Modern directors of Shakespeare don’t worry as much as they ought to about the Giggle Zone — a phenomenon in which adolescent audience members (the bread and butter of most companies producing Shakespeare) find a vulgar echo in some otherwise harmless word or phrase, resulting in transgressive giggles from the students, and chastising shushes from their chaperones. It is not the same effect as when Shakespeare actually intends a vulgar gag, because I’d argue that students are smart enough to know when they are being given license to laugh at something juvenile, as opposed to claiming a laugh at the expense of the play’s meaning. Are you laughing with Shakespeare, or at him? Are you giving the script your respect — well played, Shakespeare — or are you dissing it?
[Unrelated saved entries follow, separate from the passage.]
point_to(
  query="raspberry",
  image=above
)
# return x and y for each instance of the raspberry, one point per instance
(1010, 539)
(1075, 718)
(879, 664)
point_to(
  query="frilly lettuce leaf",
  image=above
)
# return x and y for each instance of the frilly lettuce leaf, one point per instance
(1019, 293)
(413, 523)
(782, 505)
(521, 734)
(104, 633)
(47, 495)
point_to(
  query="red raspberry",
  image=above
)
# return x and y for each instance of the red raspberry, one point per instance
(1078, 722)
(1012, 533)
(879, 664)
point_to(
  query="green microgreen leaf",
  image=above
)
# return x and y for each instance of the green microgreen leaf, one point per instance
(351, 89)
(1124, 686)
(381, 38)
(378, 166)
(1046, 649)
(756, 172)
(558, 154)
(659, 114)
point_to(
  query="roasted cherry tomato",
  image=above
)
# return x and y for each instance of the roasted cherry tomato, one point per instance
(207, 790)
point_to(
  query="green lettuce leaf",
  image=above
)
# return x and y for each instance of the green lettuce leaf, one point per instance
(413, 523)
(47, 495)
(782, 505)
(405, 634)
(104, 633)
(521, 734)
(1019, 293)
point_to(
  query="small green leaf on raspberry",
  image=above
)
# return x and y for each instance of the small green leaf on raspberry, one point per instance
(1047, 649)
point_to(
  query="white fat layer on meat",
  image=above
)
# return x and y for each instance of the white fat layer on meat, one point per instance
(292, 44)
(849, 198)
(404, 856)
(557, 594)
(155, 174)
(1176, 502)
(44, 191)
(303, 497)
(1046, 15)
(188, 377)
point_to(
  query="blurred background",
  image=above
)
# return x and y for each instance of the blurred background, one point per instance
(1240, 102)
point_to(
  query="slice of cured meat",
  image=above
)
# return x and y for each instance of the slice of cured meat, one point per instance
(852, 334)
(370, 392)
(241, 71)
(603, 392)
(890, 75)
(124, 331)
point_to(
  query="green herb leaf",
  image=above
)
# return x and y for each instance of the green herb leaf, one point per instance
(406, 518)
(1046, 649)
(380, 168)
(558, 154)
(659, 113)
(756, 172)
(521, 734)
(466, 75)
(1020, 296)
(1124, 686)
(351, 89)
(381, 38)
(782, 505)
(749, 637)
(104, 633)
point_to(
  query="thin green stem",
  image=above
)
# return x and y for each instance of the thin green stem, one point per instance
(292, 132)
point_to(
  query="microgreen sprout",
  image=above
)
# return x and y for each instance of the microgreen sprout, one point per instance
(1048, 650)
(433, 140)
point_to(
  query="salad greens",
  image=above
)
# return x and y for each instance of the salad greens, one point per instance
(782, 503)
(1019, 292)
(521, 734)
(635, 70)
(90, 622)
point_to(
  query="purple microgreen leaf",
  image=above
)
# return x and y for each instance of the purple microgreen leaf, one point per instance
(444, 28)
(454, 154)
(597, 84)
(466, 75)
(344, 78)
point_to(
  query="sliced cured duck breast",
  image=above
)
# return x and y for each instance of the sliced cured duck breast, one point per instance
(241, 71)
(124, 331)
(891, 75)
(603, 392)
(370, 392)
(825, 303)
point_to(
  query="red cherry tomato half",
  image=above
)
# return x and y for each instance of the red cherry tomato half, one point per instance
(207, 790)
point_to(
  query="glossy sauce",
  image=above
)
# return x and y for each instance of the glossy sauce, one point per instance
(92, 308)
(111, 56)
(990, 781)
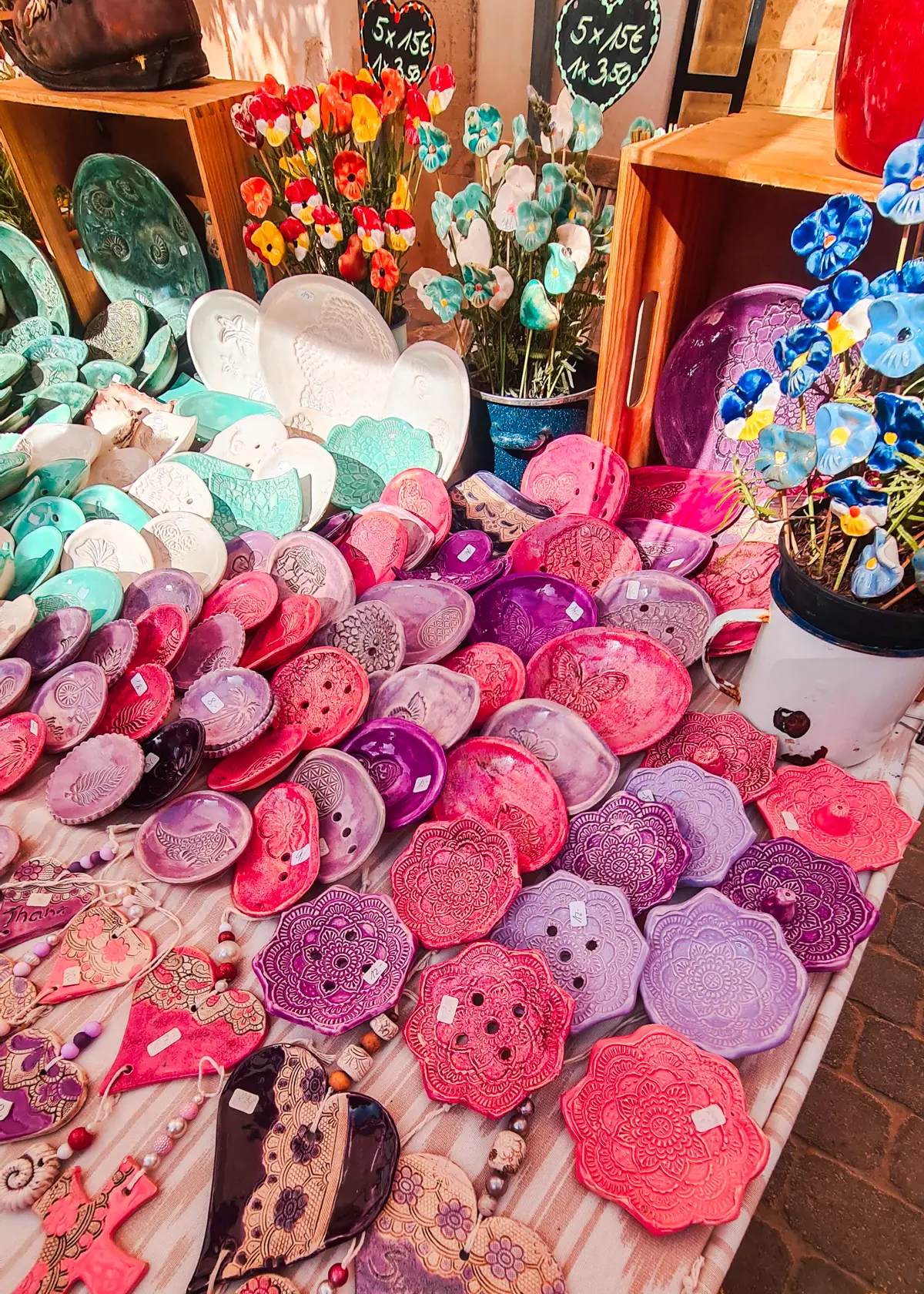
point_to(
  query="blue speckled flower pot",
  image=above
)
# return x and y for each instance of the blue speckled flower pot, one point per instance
(519, 428)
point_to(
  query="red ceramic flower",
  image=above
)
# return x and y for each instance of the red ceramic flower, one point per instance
(490, 1027)
(663, 1128)
(350, 173)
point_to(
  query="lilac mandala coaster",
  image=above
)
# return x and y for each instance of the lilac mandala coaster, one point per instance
(817, 901)
(709, 814)
(627, 843)
(336, 962)
(588, 936)
(722, 977)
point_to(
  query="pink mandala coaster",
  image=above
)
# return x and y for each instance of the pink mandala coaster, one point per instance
(336, 962)
(490, 1027)
(663, 1128)
(454, 881)
(838, 816)
(726, 746)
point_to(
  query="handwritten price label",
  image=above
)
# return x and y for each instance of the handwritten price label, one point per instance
(602, 47)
Unfortunately, some of these Giggle Zone lines come at the worst possible moments, utterly dissolving any dramatic tension that a scene has rightly earned. My personal unfavourite comes in the final scene of Othello, when Lodovico sees the “tragic loading of this bed” — ie. the bodies of Desdemona and Emilia, momentarily joined by Othello himself, who has just impaled himself. His utterance is only three words long: “O bloody period!” It literally means, “what a horrific end to this story!” but good luck sneaking it past an audience of teenagers without an explosion of laughter. I’ve directed Othello twice, and cut the line both times.
Horatio’s line is not so crucially situated, but it’s still going to provoke the Giggle Zone if it sounds like the actor is talking about his backside. It would be relatively easy to cut it, except I think it’s an important statement of Horatio’s skepticism, precisely because it is so plainspoken. There is no way for an audience to misinterpret his meaning or his attitude — unless, of course, they cannot hear the words because they’re laughing too hard.
An easy fix, though: either coach the actor to pronounce the two “tushes” so that they do not evoke potty humour, or else change “tush” to “tsk,” or some other non-verbal sound that indicates disbelief.